CEO at Chapel Down, Frazer Thompson, has insisted that the current weather is “not a disaster yet” but the next 10 days are crucial for English winemakers.
The winemakers are still on tenterhooks as they hope for more stable weather in the next 10 days in order to determine what quality of grape harvest will be produced this year.
“Kent has had the best of the weather. We’ve had less rain and it’s been warmer than elsewhere,” Thompson told the drinks business.
“It has also been much worse in the mid-South (Hants, Dorset and West Sussex) than in Kent, Essex and East Sussex and where Chapel Down sources its fruit predominantly.
“It’s by no means a disaster or anything like it yet, but the weather over the next 10 days or so is important. We want to see warmer, stiller weather and less torrential rain.
“The weather in the South West in particular has been atrocious.”
With last month being the wettest since records began in 1910, the conditions have not been ideal for the flourishing English wine industry.

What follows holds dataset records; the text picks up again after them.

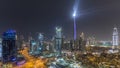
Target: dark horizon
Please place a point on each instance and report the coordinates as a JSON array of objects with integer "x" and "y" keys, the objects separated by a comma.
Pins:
[{"x": 95, "y": 18}]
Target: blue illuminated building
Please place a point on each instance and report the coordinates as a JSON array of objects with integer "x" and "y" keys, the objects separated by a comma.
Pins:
[{"x": 9, "y": 48}]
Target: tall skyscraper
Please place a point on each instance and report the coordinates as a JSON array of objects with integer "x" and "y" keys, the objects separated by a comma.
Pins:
[
  {"x": 58, "y": 40},
  {"x": 0, "y": 48},
  {"x": 40, "y": 38},
  {"x": 115, "y": 37},
  {"x": 9, "y": 48}
]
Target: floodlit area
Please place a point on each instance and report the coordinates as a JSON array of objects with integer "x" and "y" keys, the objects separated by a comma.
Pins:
[{"x": 30, "y": 61}]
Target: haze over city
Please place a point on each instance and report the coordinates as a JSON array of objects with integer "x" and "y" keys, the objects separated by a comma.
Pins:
[{"x": 94, "y": 18}]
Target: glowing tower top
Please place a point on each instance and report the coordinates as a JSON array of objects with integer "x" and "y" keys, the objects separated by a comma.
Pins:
[{"x": 115, "y": 37}]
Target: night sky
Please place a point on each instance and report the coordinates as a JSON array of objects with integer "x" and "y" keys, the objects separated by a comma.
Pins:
[{"x": 94, "y": 17}]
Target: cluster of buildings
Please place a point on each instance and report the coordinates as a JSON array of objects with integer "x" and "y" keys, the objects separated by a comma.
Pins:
[{"x": 10, "y": 45}]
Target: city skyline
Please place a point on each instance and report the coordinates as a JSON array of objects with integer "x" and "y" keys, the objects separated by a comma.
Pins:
[{"x": 95, "y": 18}]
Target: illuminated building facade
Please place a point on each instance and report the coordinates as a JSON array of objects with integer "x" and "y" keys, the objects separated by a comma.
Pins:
[
  {"x": 58, "y": 40},
  {"x": 0, "y": 48},
  {"x": 41, "y": 38},
  {"x": 9, "y": 48},
  {"x": 36, "y": 47},
  {"x": 115, "y": 37}
]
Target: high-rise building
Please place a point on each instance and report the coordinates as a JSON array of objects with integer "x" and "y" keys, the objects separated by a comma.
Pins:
[
  {"x": 115, "y": 37},
  {"x": 0, "y": 48},
  {"x": 9, "y": 48},
  {"x": 40, "y": 38},
  {"x": 58, "y": 40}
]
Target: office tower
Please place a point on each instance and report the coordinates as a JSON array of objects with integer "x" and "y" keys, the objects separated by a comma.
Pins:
[
  {"x": 115, "y": 37},
  {"x": 0, "y": 48},
  {"x": 40, "y": 38},
  {"x": 58, "y": 40},
  {"x": 9, "y": 48}
]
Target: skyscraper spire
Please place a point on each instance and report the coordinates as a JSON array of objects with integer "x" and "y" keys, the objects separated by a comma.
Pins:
[{"x": 115, "y": 37}]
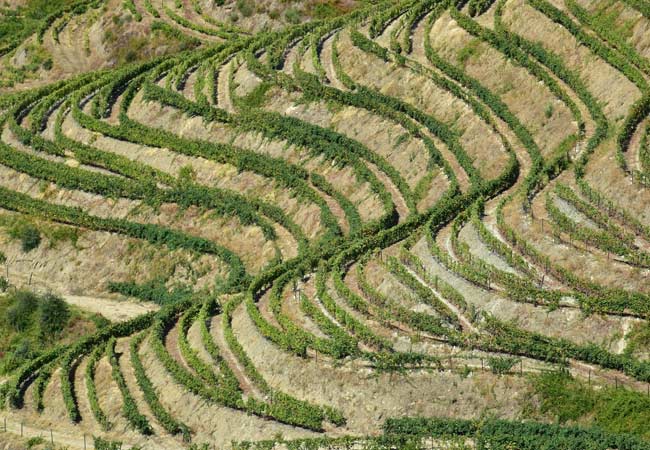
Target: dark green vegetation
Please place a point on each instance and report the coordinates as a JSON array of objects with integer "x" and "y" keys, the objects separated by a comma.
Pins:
[
  {"x": 31, "y": 324},
  {"x": 374, "y": 203}
]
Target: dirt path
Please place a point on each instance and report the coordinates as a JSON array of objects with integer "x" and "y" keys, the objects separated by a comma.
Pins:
[{"x": 115, "y": 310}]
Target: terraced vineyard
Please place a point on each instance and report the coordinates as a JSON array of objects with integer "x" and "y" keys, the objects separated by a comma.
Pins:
[{"x": 403, "y": 211}]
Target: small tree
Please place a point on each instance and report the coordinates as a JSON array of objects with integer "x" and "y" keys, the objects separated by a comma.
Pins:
[
  {"x": 54, "y": 316},
  {"x": 23, "y": 306}
]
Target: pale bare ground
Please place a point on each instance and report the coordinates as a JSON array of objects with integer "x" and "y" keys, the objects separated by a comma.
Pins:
[{"x": 114, "y": 310}]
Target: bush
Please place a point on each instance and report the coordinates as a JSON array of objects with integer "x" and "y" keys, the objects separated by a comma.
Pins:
[
  {"x": 19, "y": 315},
  {"x": 54, "y": 315},
  {"x": 501, "y": 365}
]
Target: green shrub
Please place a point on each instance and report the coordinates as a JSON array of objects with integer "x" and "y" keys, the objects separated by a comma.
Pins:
[
  {"x": 19, "y": 314},
  {"x": 54, "y": 315}
]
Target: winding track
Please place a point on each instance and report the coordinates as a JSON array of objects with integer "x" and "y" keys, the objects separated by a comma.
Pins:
[{"x": 366, "y": 67}]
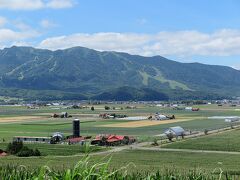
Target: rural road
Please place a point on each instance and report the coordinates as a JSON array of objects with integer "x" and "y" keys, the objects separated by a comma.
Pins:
[{"x": 185, "y": 150}]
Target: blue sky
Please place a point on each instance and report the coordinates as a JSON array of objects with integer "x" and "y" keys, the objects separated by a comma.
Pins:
[{"x": 206, "y": 31}]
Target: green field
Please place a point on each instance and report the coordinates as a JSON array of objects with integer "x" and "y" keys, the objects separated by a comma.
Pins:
[{"x": 226, "y": 141}]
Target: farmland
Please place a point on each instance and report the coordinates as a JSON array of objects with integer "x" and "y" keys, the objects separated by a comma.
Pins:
[{"x": 21, "y": 121}]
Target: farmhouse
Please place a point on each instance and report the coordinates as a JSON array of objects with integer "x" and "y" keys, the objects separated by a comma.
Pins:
[
  {"x": 32, "y": 139},
  {"x": 111, "y": 140},
  {"x": 175, "y": 131}
]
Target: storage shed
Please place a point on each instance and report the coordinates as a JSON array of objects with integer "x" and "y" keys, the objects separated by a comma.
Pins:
[{"x": 176, "y": 131}]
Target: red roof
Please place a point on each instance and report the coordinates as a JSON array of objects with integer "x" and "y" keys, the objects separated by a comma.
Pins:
[
  {"x": 3, "y": 154},
  {"x": 110, "y": 138},
  {"x": 76, "y": 140}
]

Right now, vineyard owners are taking a glass half full approach to their lot as the current conditions are actually better than they were at this time last year.
And last year’s harvest ended up producing a very good, if small crop, thanks to a final burst of hot weather.
In 2011 England and Wales picked enough grapes to make around 3 million bottles of wine, well below the record-breaking haul of 4 million bottles of still and sparkling wine in 2010.
English wine sales has seen a healthy year with the Queen’s Diamond Jubilee and London 2012 Olympics still to come as well.
During the Jubilee celebrations Waitrose saw English wines sales up 96%, Majestic wine sales soared and in Jubilee week, M&S sold 50,000 bottles of sparkling wines – 50 times more than a normal week.